Люся, Люся, удавлюся! Не люблю её. Хитрая и худая.
Из старых знакомых у Глеба есть портной, который несколько лет шьёт ему костюмы по одним по выверенным меркам и лекалам – Глеб уверен, что в них выглядит достойно.
– Девять лет. Девять лет! А как теперь? – вдруг проговорил Глеб.
– Терпение, мой друг, терпение, – ответил бы я. Как и девять лет назад, мне было понятно, что я единственный, кто мог помочь Глебу, и кого он не раздражал, потому что был готов к проблемам, свалившимся на него, больше чем он сам, не говоря уже об окружающих.
Но тут в дверь позвонили.
– Ну, кто там ещё? – подумал я. Видимо и Глеб так подумал, потому что нехотя и медленно встал, крутанул защёлку, открыл дверь, но забыл включить свет.

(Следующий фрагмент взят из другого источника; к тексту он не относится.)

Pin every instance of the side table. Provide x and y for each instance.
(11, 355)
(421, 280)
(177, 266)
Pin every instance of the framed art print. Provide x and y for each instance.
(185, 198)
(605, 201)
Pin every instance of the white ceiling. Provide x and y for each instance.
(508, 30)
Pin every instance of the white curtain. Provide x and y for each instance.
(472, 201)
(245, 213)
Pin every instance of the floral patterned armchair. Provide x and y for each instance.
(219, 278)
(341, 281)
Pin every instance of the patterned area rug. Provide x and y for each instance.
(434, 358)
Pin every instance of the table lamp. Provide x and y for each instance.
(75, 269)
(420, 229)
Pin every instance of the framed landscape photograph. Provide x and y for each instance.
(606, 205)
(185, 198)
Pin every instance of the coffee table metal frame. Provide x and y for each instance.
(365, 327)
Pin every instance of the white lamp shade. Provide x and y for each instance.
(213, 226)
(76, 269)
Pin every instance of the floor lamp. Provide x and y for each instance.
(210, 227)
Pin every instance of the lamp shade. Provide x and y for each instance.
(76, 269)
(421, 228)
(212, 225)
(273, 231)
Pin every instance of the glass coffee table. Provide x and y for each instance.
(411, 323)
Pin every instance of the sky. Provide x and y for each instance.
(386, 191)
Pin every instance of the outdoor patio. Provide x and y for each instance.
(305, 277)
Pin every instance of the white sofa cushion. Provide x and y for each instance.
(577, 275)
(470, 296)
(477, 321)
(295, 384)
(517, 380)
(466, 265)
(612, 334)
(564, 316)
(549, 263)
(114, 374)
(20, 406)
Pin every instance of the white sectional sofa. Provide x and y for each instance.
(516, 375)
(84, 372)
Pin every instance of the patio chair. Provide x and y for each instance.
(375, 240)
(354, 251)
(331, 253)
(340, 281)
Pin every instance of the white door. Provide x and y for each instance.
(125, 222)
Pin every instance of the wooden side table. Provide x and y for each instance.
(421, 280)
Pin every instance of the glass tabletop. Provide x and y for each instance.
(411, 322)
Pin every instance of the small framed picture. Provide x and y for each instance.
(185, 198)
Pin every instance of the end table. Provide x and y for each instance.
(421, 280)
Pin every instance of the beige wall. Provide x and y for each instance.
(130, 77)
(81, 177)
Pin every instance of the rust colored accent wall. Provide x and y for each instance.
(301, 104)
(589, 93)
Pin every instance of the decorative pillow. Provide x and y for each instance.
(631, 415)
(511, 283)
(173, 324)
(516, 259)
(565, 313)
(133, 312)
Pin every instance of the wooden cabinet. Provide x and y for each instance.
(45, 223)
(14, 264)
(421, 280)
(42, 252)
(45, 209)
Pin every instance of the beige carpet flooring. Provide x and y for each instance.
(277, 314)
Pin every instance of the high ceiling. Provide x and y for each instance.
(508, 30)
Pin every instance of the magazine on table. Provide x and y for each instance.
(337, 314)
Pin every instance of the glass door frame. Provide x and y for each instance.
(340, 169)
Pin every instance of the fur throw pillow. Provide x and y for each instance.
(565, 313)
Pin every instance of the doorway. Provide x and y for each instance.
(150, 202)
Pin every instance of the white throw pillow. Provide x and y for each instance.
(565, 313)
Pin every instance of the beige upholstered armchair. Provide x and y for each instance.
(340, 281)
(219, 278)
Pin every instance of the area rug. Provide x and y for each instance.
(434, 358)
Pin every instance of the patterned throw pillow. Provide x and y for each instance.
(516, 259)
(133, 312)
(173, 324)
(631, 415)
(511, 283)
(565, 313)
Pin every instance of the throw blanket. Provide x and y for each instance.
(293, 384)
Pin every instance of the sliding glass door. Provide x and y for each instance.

– Глеб, у Вас всё хорошо? – раздался, после некоторой паузы, встревоженный голос Вики.
– Прямо, отлично! – сказал бы я.
– Да, наверное…. Как Женя? – туманно ответил Глеб.
– Просто, у Вас темно, поэтому я и….
– А…, извините, – Глеб безжизненно щёлкнул выключателем, который находился рядом с дверью. – Мне всё равно.
Вика нервно улыбнулась, желая скрыть неловкость.
– Женя пришёл в себя, всё более ли менее нормально….
– Слава Богу, – спокойно обрадовался Глеб.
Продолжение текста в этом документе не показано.